- Born: 1842 Cleveland, Ohio, United States
- Died: October 24, 1873 (aged 30–31) Morgantown, West Virginia, United States
- Buried: Massillon City Cemetery, Massillon, Ohio
- Allegiance: United States
- Branch: United States Army Union Army
- Rank: Private
- Unit: Company A, 2nd Ohio Cavalry
- Conflicts: Battle of Sayler's Creek
- Awards: Medal of Honor

= William R. Richardson (Medal of Honor) =

Soldier and veteran of the American Civil War

William R. Richardson (1842 – October 24, 1873) was an American soldier who fought for the Union Army during the American Civil War and received the Medal of Honor for his valor.

==Biography==
Richardson received the Medal of Honor on April 7, 1866, for his actions at the Battle of Sayler's Creek during the Third Battle of Petersburg on April 6, 1865, while with Company A of the 2nd Ohio Cavalry.
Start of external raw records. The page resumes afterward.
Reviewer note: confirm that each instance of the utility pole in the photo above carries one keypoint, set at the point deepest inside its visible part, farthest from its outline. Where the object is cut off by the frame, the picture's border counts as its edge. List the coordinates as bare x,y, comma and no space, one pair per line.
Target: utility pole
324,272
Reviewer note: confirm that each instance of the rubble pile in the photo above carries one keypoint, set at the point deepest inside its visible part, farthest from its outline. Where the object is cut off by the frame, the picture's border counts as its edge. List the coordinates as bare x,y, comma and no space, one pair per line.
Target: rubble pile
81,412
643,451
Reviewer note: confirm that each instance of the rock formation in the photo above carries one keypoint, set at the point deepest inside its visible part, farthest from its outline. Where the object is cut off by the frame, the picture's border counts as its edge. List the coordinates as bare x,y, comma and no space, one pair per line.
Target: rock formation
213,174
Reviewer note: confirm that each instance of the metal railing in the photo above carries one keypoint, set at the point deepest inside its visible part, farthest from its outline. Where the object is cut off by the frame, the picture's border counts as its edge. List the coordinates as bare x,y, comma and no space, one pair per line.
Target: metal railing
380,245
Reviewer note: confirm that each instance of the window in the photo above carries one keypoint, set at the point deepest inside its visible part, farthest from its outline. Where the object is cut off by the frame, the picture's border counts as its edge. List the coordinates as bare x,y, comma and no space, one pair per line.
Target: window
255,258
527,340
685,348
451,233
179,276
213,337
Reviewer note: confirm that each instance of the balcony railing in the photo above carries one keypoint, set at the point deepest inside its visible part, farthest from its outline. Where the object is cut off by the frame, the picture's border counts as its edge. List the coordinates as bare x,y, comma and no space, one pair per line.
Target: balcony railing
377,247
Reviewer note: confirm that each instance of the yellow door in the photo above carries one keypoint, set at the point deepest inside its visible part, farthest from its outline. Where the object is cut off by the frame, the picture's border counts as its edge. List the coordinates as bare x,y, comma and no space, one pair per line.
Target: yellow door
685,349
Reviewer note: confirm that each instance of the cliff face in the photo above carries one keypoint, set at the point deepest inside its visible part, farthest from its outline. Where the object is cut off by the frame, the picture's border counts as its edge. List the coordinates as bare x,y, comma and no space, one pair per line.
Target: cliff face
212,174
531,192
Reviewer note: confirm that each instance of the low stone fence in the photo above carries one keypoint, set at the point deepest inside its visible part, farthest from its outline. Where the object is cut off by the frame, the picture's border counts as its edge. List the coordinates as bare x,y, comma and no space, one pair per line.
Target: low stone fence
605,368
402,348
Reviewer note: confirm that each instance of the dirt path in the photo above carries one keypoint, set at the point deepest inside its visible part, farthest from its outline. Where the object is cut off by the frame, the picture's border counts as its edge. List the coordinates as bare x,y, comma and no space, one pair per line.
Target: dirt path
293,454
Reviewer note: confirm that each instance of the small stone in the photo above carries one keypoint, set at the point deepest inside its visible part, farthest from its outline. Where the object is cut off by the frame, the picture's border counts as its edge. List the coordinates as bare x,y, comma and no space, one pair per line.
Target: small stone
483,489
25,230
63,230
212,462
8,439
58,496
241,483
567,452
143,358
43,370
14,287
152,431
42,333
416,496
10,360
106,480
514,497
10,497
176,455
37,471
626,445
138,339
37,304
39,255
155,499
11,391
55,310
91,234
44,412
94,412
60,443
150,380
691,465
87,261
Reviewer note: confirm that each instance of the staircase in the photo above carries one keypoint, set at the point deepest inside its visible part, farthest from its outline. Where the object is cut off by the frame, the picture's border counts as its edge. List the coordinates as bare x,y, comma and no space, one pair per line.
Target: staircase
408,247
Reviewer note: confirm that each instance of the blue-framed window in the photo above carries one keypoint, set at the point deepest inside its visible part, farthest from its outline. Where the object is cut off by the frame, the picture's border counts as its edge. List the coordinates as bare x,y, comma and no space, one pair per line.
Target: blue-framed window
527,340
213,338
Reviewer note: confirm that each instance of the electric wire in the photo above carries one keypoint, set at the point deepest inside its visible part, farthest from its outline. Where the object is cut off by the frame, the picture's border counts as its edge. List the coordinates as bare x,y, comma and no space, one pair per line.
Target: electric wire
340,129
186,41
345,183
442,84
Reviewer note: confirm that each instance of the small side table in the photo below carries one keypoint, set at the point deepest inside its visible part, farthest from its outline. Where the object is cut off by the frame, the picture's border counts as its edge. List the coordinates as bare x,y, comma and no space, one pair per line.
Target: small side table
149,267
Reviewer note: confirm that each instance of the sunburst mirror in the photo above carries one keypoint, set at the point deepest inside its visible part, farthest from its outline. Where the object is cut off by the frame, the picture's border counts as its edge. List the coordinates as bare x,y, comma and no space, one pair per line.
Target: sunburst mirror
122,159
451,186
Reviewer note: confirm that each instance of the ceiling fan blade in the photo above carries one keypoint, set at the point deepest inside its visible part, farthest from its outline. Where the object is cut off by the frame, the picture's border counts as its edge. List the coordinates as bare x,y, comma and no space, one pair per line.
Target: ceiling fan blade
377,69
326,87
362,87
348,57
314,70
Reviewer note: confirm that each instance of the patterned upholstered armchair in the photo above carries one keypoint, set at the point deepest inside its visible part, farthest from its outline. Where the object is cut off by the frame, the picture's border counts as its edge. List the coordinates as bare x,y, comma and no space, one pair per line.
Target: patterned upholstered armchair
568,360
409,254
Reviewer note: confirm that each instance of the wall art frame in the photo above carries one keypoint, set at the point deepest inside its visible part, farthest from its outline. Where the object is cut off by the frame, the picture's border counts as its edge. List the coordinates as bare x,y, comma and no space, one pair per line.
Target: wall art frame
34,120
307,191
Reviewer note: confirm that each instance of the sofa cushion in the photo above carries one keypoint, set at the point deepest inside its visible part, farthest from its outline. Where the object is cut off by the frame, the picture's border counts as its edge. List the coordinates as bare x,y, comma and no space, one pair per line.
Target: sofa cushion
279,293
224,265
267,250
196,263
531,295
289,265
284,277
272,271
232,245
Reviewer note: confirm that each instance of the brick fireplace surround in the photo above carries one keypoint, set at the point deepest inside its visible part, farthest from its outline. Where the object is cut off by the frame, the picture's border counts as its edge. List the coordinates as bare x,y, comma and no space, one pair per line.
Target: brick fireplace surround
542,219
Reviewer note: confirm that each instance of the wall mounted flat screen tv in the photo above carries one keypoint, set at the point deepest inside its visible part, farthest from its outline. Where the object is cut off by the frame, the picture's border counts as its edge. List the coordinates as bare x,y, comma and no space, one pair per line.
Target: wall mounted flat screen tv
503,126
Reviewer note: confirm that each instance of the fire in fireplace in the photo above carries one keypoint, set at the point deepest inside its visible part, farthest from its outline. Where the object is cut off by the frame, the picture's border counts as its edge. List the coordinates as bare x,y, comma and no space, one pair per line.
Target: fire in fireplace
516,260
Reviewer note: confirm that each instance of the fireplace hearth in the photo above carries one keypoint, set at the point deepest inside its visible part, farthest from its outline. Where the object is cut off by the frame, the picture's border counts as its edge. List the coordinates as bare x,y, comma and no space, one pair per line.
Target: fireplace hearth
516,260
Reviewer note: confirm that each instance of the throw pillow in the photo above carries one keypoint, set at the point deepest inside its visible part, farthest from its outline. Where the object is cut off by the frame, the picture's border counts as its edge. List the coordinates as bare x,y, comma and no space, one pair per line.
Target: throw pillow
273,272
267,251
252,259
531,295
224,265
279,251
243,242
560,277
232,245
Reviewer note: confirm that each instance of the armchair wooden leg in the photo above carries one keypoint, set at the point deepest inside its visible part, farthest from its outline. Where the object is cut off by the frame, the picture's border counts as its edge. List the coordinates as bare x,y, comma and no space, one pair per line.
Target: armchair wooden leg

==Medal of Honor citation==

Citation:

The President of the United States of America, in the name of Congress, takes pleasure in presenting the Medal of Honor to Private William R. Richardson, United States Army, for extraordinary heroism in action at Sailor's Creek, Virginia, on 6 April 1865. Having been captured and taken to the rear, Private Richardson made his escape rejoined the Union lines, and furnished information of great importance as to the enemy's position and the approaches thereto.